How the left got us to this point was through incremental Supreme Court decisions that turned our nation from Christian to progressive and secular.  As I’ve previously written:

In the mid-20th century, the American socialist left used the ACLU – an organization specifically formed to further socialism and communism – to bring a series of Court cases designed to remove religion from the public square and elevate the ethos articulated by Margaret Sanger. The socialists sought judicial activism – and by and large, the Courts complied. Though the Constitution says nothing about abortion or contraception, thus leaving the matters to the states and majority rule by default, the left asked the Court to enshrine abortion and contraception as federal Constitutional rights. Between 1965 (Griswold) and 1972 (Einstadt), the Supreme Court found a “right to privacy” in the “penumbras” of the Constitution such that access to contraception was made a Constitutional right. And then in 1973 (Roe), the Supreme Court, found the same for abortion.

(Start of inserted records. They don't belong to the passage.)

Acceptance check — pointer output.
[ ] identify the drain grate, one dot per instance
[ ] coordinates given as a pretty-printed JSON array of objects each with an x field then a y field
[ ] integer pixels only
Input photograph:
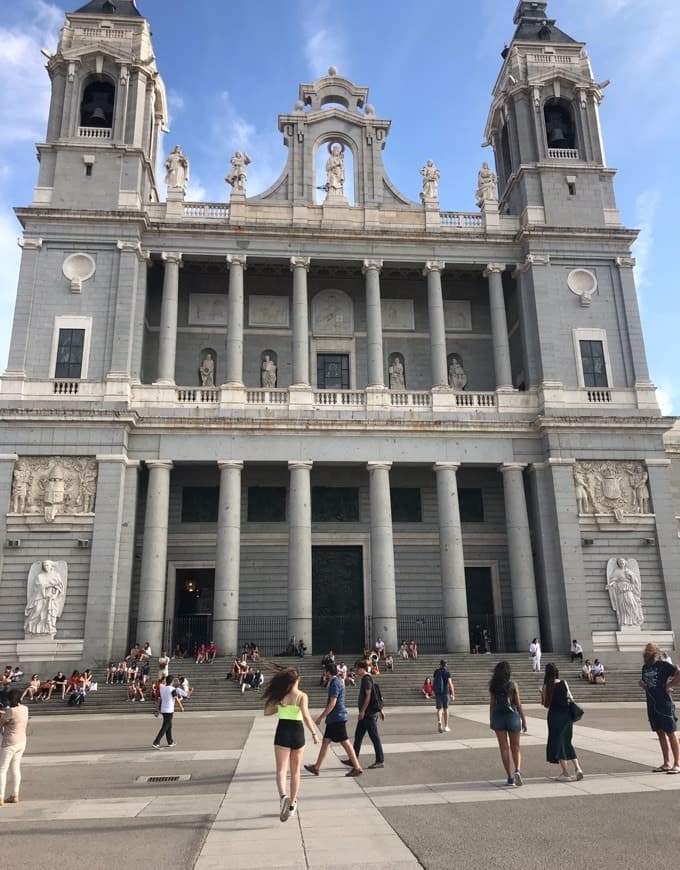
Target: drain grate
[{"x": 177, "y": 777}]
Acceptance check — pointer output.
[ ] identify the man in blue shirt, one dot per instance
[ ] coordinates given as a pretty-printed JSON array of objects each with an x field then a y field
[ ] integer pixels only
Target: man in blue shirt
[{"x": 336, "y": 716}]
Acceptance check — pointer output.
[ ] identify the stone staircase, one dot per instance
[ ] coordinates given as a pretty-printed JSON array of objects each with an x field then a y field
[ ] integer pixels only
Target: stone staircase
[{"x": 401, "y": 687}]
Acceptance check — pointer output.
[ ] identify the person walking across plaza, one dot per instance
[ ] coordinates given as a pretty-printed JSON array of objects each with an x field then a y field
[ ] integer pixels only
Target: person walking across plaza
[
  {"x": 507, "y": 720},
  {"x": 555, "y": 697},
  {"x": 336, "y": 716},
  {"x": 167, "y": 696},
  {"x": 13, "y": 722},
  {"x": 282, "y": 695},
  {"x": 444, "y": 691},
  {"x": 657, "y": 679},
  {"x": 369, "y": 713}
]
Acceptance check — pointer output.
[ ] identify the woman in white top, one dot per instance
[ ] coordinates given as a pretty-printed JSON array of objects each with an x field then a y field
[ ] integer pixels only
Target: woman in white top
[{"x": 13, "y": 721}]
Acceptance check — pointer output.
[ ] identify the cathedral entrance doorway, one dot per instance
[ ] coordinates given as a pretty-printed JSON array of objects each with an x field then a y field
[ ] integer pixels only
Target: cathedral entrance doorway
[{"x": 338, "y": 599}]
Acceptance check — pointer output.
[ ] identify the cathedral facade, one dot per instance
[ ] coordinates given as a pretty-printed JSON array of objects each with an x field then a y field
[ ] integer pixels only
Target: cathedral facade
[{"x": 329, "y": 417}]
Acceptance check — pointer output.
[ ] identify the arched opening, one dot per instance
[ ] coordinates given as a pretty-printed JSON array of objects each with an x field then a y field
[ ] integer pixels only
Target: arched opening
[
  {"x": 96, "y": 106},
  {"x": 334, "y": 173},
  {"x": 559, "y": 126}
]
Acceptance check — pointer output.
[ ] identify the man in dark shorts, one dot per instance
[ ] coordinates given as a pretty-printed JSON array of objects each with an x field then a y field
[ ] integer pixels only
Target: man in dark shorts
[
  {"x": 657, "y": 679},
  {"x": 336, "y": 716}
]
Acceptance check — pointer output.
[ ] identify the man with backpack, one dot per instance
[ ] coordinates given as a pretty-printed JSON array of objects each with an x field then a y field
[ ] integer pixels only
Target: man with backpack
[
  {"x": 370, "y": 710},
  {"x": 444, "y": 691}
]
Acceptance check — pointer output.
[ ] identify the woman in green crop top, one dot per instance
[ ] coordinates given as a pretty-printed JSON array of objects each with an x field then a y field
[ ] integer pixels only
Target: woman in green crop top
[{"x": 282, "y": 696}]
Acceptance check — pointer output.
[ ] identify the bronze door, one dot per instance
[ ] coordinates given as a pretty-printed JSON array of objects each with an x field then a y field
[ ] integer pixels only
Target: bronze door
[{"x": 338, "y": 600}]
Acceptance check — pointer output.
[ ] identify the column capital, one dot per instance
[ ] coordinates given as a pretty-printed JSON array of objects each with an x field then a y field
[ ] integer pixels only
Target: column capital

As to religion, it has been under sustained attack by the socialist left through our Courts since 1947 (Everson). wherein the Supreme Court read the 1st Amendment clause prohibiting the federal government from establishing a national church to mean “a wall of separation between Church and State.” Where for almost two centuries there had been fairly substantial involvement of a generic Christianity in the public square, the Supreme Court, in a series of subsequent cases, changed that completely. In 1963 (Engle), the Court ruled prayer in school unconstitutional. In 1989 (Allegheny County), the Court ruled that a creche, prominently displayed in a Courthouse at Christmas, was unconstitutional. In 2005 (McCreary County), the Court held unconstitutional displays of the Ten Commandments in several Kentucky courthouses. But perhaps the biggest victory the left gained through the Court’s was the 2002 decision in Lawrence v. Summers, a case seeking to hold Texas’s laws against sodomy unconstitutional. Implicit in the holding of that case was a finding that Christian morality, standing alone, is no longer a “rational basis” to uphold our laws. :

Of course, in the wake of Lawrence came the utterly obscene, activist decision in Obergefell v. Hodges, finding that, hiding deep within the 14th Amendment for over 100 years without ever being noticed was a constitutional right to homosexual marriage.   That decision has set in motion the final assault on religion in this country.  Or it did, until this week.

We live today in a nation that is much different from the one we inhabited last week.  It is a nation that is moving to recover its soul and, with it, its potential.